Huang warns US chip curbs risk China AI lead
Nvidia CEO Jensen Huang says U.S. export limits and a swelling regulatory push could let China pull ahead in AI—urging pro‑innovation policies to win developers and stay on top.
Key points
- Huang warns China could overtake the U.S. in next‑gen AI without a policy pivot that accelerates innovation.
- He argues Washington’s swelling regulatory push risks slowing progress amid China’s pro‑AI support measures.
- U.S. bans on Nvidia’s most advanced chips remain in place, while China imposes its own restrictions.
- America’s best path: “race ahead” by winning global developers and talent, Huang says.
A sharper warning from Nvidia’s chief
Nvidia chief Jensen Huang has warned that U.S. export limits and a swelling regulatory push could hand China the upper hand in artificial intelligence, marking a sharper tone than his comments just a week earlier.
Speaking at the Financial Times summit in London, Huang said China is poised to overtake the United States in next‑generation AI unless Washington pivots to policies that accelerate innovation and attract global developers.

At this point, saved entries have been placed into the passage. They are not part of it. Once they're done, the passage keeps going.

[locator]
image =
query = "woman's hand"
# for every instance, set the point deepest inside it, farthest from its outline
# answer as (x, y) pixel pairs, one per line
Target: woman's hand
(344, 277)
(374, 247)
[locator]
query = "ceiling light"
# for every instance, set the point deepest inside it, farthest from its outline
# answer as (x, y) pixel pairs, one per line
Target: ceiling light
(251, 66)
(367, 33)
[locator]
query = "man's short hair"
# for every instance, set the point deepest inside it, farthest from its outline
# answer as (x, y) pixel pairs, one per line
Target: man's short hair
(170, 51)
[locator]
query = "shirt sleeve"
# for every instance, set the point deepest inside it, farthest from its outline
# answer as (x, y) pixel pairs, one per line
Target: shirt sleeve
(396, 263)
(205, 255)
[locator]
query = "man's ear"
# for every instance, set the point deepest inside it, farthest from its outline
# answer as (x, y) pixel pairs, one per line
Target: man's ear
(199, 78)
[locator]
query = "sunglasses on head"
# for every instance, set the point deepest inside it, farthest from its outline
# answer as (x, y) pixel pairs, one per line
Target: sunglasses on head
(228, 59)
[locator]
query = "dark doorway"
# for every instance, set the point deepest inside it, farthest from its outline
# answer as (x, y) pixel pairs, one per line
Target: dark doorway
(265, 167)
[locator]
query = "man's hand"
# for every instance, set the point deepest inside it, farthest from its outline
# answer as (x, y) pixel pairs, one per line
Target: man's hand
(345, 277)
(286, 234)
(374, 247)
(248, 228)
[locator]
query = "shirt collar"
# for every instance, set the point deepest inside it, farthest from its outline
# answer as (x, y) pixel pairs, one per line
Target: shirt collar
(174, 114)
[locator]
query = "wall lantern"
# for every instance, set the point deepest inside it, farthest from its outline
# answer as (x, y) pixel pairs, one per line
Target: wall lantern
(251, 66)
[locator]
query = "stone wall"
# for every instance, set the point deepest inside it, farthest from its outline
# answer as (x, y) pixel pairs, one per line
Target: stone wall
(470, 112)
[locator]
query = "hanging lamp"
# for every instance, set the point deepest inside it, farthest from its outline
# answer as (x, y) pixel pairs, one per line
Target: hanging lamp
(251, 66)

He argued that Western skepticism toward AI is slowing progress, while Beijing is pressing ahead with support measures at home, including energy subsidies to power AI buildouts.
However, several hours after the FT published its report, Nvidia issued a separate statement from Jensen on an official X account.
“Race ahead” by winning developers
Huang told Axios in a separate interview that China trails the U.S. by only a slim margin, and that America’s best path to maintaining leadership is to “race ahead” by winning developers worldwide.
His remarks highlight frustration with a wave of potential new rules in the U.S., which he suggested could number in the dozens and create headwinds for AI development.
Export controls set the backdrop
The shift in tone comes after the Trump administration chose to keep in place a ban on selling Nvidia’s most advanced AI chips to China, despite a recent meeting between President Donald Trump and Chinese President Xi Jinping. Washington has said the curbs are intended to prevent military advantages from flowing to Beijing. China, meanwhile, has imposed its own restrictions on foreign AI chips.
China’s momentum and a deep talent base
Huang’s latest comments contrast with his note of confidence just last week at an Nvidia event in Washington, D.C., where he said the U.S. led the field but could still lose its edge. For months, he has emphasized the strategic importance of the Chinese market to global AI progress, describing the competition as a long, open‑ended race.
He has also pointed to China’s deep talent base—estimating that roughly half of the world’s AI researchers are there—and said many leading open‑source models originate in the country, underscoring why American tech firms seek access to that ecosystem.
Nvidia’s central role despite curbs
Top‑tier Nvidia processors, including the Blackwell line, are currently unavailable in China under U.S. rules. Even so, Nvidia remains central to AI development worldwide, and the company’s market value recently climbed to about $5 trillion, making it the first to reach that milestone.
Policy stakes
Huang’s warning adds urgency to a policy debate in Washington: whether tighter export controls strengthen national security without undermining technological leadership. His message is clear—America’s best chance to stay ahead is to foster an environment that accelerates development and attracts the world’s AI talent and builders.
Bottom line
Huang’s stance has shifted from cautious optimism to a more pointed warning: without a pro‑innovation pivot, the U.S. risks ceding the AI lead to China. The playbook he prescribes is simple—move faster, welcome developers, and keep the flywheel of experimentation and deployment spinning at home.